On Wednesday, 14 November 2012 at 00:54:07 UTC, Walter Bright
wrote:
On 11/13/2012 12:56 PM, Walter Bright wrote:
An insightful talk by Guy Steele on what makes a language
successful.
http://www.youtube.com/watch?v=_ahvzDzKdB0
Guy says something interesting in there that's applicable to
one of our current discussions.
Particularly, should we allow:
@identifier
as a user-defined attribute, in potential conflict with future
reserved attribute words, or not?
Guy makes the argument that users need to be able to extend the
vocabulary of a language and have those new words look like
built-in ones. We have that today, of course, with the ability
of defining new types. There is no special syntax that says
"this is a user-defined type, not a keyword."
I think this is a compelling argument, and tips the scales in
its favor.

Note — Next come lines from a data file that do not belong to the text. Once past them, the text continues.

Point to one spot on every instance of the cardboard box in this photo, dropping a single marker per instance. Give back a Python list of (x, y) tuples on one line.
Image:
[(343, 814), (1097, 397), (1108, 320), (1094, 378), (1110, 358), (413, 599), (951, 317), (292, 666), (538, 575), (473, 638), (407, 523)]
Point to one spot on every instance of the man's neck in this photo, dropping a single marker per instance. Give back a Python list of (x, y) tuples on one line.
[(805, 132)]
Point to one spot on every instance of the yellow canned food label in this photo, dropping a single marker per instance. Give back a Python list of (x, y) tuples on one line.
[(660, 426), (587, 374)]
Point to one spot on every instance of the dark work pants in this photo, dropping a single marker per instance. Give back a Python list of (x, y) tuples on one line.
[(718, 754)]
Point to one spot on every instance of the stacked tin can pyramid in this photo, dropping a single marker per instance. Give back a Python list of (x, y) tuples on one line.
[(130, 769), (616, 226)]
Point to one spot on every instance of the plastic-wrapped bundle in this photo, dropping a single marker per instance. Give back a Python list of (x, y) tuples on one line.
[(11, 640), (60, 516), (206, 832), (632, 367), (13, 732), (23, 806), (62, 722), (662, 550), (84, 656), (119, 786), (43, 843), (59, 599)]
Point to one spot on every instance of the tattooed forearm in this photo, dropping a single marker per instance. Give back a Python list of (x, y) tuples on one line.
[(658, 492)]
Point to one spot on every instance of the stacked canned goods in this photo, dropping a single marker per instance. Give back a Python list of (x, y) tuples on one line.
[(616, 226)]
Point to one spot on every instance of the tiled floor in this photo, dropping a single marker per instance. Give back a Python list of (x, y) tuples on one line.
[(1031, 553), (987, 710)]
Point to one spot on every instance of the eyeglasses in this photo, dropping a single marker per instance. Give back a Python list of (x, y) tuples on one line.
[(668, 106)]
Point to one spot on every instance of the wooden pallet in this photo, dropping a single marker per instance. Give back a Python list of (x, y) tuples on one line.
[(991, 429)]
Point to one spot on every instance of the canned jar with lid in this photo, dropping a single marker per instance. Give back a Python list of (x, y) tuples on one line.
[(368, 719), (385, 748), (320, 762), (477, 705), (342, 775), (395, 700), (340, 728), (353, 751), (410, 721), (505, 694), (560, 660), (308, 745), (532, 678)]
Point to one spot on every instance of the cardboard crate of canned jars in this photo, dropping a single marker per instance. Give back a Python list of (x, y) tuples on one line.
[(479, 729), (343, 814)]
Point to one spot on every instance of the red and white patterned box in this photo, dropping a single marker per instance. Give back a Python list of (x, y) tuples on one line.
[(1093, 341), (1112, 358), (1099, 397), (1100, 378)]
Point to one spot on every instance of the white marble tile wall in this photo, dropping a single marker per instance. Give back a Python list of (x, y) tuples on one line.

Probably we've been excessively worried about the
problems of adding a new builtin attribute type.
I think an example to watch is how Java has been evolving.
Since attributes were added to the language, new features tend to
be introduced via new attributes (e.g. @Overload, @NotNull, ...)
to avoid collisions with existing code.
While it makes sense from the backwards compatibility point of
view, and Python3 is a good example people don't like rewriting
legacy code, it leads to attribute definition explosion.